Ogni volta che leggo il racconto di Herman Melville, Bartleby: Lo scrivano, provo la stessa sensazione: libertà. Non sono sicura che questo fosse l’intento di Melville, e poco mi importa. Molto più interessante seguire le mosse di Bartleby e le reazioni del suo capo, che rimane interdetto, infastidito, insolentito, insomma, incapace di sostenere diniego ripetuto senza spiegazioni.
Sono un uomo piuttosto avanti negli anni. La natura della mia professione mi ha portato, nel corso degli ultimi tre decenni, in contatto, e non soltanto nel solito contatto, con una categoria di uomini interessante all’apparenza e in qualche modo singolare, sui quali, per quanto ne so, finora non è mai stato scritto nulla: mi riferisco ai copisti legali ovvero agli scrivani.
Bartleby è uno scrivano che lavora per un avvocato di Wall Street e copia, con zelo maniacale, pagine e pagine di atti amministrativi. Solo questo, un lavoro utile semplice e ripetitivo. All’interno di questa ripetizione se ne installa un’altra, che diventa un gesto di disobbedienza, senza rivendicazioni o schiamazzi, un gesto portato fino a conseguenze estreme.
Il racconto si chiude su un’ipotesi di narrazione al limite del verosimile, ed è questo che mi interessa portare all’attenzione. Il preferirei di no di Bartleby lo scrivano è una postura di disaccordo sostenuta fino alla punta estrema del vivere umano.

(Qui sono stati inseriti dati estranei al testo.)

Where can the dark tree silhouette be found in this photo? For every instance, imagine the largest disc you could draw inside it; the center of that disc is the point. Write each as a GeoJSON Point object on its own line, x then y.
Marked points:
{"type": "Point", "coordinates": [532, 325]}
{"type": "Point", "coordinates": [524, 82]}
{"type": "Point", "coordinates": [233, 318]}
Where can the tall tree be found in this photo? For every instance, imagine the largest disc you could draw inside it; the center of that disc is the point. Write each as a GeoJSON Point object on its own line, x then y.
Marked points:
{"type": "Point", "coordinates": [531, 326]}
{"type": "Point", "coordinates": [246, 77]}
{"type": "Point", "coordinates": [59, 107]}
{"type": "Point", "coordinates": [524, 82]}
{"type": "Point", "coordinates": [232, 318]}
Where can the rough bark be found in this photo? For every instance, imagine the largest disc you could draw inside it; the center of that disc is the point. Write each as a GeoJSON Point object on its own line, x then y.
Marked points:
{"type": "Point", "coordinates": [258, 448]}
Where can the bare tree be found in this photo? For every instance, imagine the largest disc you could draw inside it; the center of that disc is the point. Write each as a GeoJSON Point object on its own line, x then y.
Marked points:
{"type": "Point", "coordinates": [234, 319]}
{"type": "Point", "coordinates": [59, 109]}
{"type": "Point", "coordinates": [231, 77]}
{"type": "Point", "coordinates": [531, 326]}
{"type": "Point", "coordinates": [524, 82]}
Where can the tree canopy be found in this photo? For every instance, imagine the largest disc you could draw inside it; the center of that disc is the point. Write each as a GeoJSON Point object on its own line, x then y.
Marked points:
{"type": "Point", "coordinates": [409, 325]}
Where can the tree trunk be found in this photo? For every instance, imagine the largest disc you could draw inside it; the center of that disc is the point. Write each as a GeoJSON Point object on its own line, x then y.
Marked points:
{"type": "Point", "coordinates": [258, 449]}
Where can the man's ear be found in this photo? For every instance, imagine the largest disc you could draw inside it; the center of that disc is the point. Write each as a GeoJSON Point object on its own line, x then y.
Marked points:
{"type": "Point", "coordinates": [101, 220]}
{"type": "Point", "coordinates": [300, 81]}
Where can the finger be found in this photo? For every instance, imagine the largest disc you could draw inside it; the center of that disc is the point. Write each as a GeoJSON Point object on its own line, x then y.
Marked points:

Nella tendenza umana a cercare equilibrio, sicurezza, conferme, ci infastidiamo di fronte ad eventi che modificano l’ordine e la direzione del quotidiano. Allora, proviamo a spingere le ipotesi di realtà oltre il socialmente accettabile, oltre la ragione, anche solo con il pensiero e chiediamoci: che cosa può accadere a me, che cosa può accadere alle persone che mi circondano se compio un gesto inatteso? Perché di gesti stiamo parlando, di parole pronunciate (o non pronunciate) a cui seguono azioni in senso contrario alle abitudini consolidate. Paventiamo l’imprevisto quando invece è proprio questo che ci scardina da comportamenti statici.